We do 45,000 km a year each in our cars! I go up there a lot but mostly on the weekends when the shop isn't  open. 

What do you find the dual lye brings to Castile? What percentages do you use?


----------



## DeeAnna (Sep 11, 2016)

I can't speak for Earlene, but I am trialing 5% KOH in some of my recipes. 

I find it really improves the lather of a high oleic soap -- the soap makes more lather more easily and the lather is more bubbly and fluffy rather than dense and lotiony. The added KOH also reduces the tendency for the soap to make that disagreeable oleic "slime". 

I think the KOH works about the same as making a bastile by adding coconut oil except you're not -- the soap is made only from a high oleic fat such as olive, HO sunflower, HO safflower, avocado, etc. See http://www.soapmakingforum.com/showthread.php?t=59747

I have also been using 5% KOH in a few batches of soap that contain half or more lard (high stearic-palmitic). There ~is~ a distinct change toward more bubbly, fluffy lather, but the shift is not as dramatic as the change with the high oleic soaps.


----------



## Susie (Sep 11, 2016)

DeeAnna said:


> I have also been using 5% KOH in a few batches of soap that contain half or more lard (high stearic-palmitic). There ~is~ a distinct change toward more bubbly, fluffy lather, but the shift is not as dramatic as the change with the high oleic soaps.



ENABLER!!!  Now I just have to try this!

And my son said his 2 gallons of diluted liquid soap leaked all over the place, so I already have to make liquid soap.


----------



## Arimara (Sep 11, 2016)

earlene said:


> Well not everyone loves a roadtrip as much as I do, but I say make it a day to enjoy and have some fun along the way.  A meal out.  A little sightseeing. Maybe a play or a movie after you do your shopping and before you drive back home again.  Then again, I might even do an over-nighter for the fun of it.  Anyway, I am sure you will get around to it eventually.  The KOH is worth the effort when it comes to the dual lye Castile soap!

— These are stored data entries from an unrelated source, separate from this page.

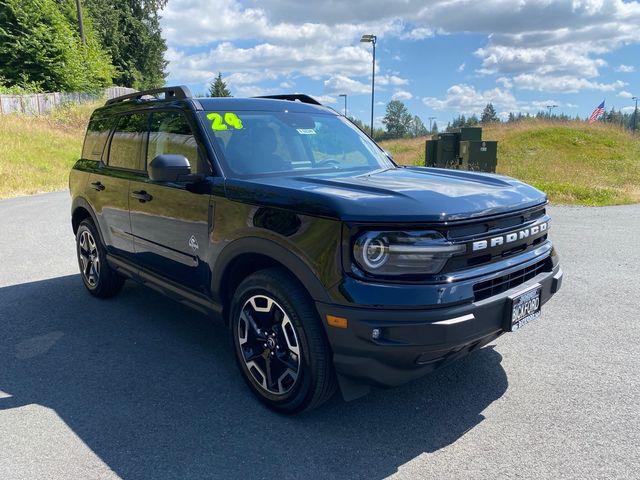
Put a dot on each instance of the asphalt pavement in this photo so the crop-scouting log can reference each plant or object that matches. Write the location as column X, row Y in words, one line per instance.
column 142, row 387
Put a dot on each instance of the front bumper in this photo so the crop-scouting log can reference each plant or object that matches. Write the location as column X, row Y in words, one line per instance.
column 414, row 342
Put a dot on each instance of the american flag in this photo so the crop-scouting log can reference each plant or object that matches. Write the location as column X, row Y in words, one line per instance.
column 597, row 112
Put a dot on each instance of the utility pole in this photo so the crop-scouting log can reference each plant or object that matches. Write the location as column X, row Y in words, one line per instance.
column 80, row 23
column 345, row 102
column 372, row 40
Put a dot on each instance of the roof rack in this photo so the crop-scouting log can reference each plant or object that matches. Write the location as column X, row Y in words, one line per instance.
column 174, row 93
column 293, row 97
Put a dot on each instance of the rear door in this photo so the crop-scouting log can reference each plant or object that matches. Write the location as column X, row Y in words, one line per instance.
column 171, row 224
column 108, row 187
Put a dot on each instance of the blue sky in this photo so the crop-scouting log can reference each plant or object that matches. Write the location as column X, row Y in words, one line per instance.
column 441, row 58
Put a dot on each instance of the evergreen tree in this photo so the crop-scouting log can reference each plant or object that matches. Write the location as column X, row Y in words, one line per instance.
column 130, row 31
column 417, row 127
column 397, row 119
column 489, row 114
column 40, row 46
column 218, row 88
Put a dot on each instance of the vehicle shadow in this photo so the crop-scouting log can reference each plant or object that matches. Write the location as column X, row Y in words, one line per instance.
column 150, row 387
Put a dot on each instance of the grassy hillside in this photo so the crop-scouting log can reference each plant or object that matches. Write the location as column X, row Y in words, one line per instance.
column 572, row 162
column 36, row 153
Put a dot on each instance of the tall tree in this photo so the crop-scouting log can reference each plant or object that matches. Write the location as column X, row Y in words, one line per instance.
column 39, row 46
column 417, row 127
column 130, row 32
column 218, row 87
column 397, row 119
column 489, row 114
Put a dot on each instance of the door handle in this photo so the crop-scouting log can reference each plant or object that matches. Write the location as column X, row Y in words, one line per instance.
column 142, row 196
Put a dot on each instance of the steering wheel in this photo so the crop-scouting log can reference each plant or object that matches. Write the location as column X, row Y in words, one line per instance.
column 329, row 162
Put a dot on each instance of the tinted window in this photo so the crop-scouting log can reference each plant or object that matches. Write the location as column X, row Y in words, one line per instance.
column 127, row 142
column 256, row 143
column 97, row 134
column 170, row 133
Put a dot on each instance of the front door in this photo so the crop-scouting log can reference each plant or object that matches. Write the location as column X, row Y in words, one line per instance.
column 171, row 224
column 109, row 185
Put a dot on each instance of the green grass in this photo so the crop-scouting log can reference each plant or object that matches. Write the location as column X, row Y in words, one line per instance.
column 36, row 153
column 573, row 163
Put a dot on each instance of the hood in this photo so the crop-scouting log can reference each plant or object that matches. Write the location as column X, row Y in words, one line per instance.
column 410, row 194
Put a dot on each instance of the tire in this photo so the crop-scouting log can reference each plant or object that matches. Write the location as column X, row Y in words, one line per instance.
column 274, row 322
column 98, row 277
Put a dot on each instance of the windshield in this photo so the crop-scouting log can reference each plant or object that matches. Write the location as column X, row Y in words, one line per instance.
column 254, row 143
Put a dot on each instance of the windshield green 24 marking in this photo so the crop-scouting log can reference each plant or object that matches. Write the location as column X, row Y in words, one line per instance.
column 230, row 120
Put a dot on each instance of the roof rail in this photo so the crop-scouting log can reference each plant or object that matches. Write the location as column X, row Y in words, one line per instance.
column 174, row 93
column 293, row 97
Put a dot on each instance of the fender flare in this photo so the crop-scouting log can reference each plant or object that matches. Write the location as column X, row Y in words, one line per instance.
column 80, row 202
column 266, row 247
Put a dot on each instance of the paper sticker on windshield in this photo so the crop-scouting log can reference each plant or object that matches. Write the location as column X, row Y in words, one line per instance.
column 219, row 122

I actually love road trips myself but my driving skills are nigh nonexistant and I'm nervous in a car in general. I'm not fond of the dual lye castiles I made with the exception of the lye heavy one I made. I was surprised that it was safe to use after 3 months and it has a note to it that I'd love if it wasn't scented. I'd love to make a bastile this way but I need to work around the trace a little better.


----------



## earlene (Sep 13, 2016)

penelopejane said:


> We do 45,000 km a year each in our cars! I go up there a lot but mostly on the weekends when the shop isn't  open.
> 
> What do you find the dual lye brings to Castile? What percentages do you use?



I am sorry for the delayed response.  I just started looking at newer responses to recent threads that show up on the first page of each forum and saw your question.

So far I have not used the bars because they are young yet.  I made them the last week of June.  Here is my thread about making them, which I wanted to try after reading about it here on SMF and elsewhere.  (I can't find the elsewhere right now, and that is bugging me.  I thought I bookmarked it.)



DeeAnna said:


> I can't speak for Earlene, but I am trialing 5% KOH in some of my recipes.
> 
> I find it really improves the lather of a high oleic soap -- the soap makes more lather more easily and the lather is more bubbly and fluffy rather than dense and lotiony. The added KOH also reduces the tendency for the soap to make that disagreeable oleic "slime".
> 
> ...



This sounds interesting.  I am curious about the changes in bubbliness and lather in the lard soaps.  Are you still using EDTA in the lard soaps with the dual lye method?  And what lye concentration do you use when you test a new process like this?  Or does it matter?


----------



## DeeAnna (Sep 13, 2016)

Yes, I used EDTA. My water is softened with a whole house softener. The EDTA noticeably kicks in to reduce soap scum only when we run out of salt for the water softener, however. I use EDTA in my soaps for DOS prevention as much as soap scum control.

I don't think lye concentration makes a huge difference in the lather assuming the soap is reasonably well cured. Not nearly like the effect of the fat blend and cure time. 

In the recent past, people who have shared the use of NaOH and a bit of KOH for making regular bath soaps have been author Anne Watson in her book Castile Soapmaking and on her website, and Evik, the Curious Soapmaker, on her website. Another person who discussed this some years back is SMF member Sistrum.

Here's a blog post: https://soapinthecity2.wordpress.co...e-l-watsons-koh-modified-castile-soap-recipe/


----------



## earlene (Sep 13, 2016)

DeeAnna said:


> Yes, I used EDTA. My water is softened with a whole house softener. The EDTA noticeably kicks in to reduce soap scum only when we run out of salt for the water softener, however. I use EDTA in my soaps for DOS prevention as much as soap scum control.
> 
> I don't think lye concentration makes a huge difference in the lather assuming the soap is reasonably well cured. Not nearly like the effect of the fat blend and cure time.
> 
> ...



Thank you, it was the Curious Soapmaker post I couldn't find again.  Now I have it.


----------



## aeiou_- (Sep 20, 2016)

I just dove into making soap about a month ago. My first batch is 12 days old and curing so far. My last batch is 3 days old. I've made 5 batches so far. I was a bit hesitant about zap testing my soap because I still haven't fully cured my first batch of soap yet.. 4 weeks and 2 days left! I'm going for a 6-week cure.  

Today I picked up a bar of both the first and most recent batch for the zap test. All I tasted was soap.. haha! I am happy, but can this ever mean that I did not use enough lye? Would this be physically noticeable?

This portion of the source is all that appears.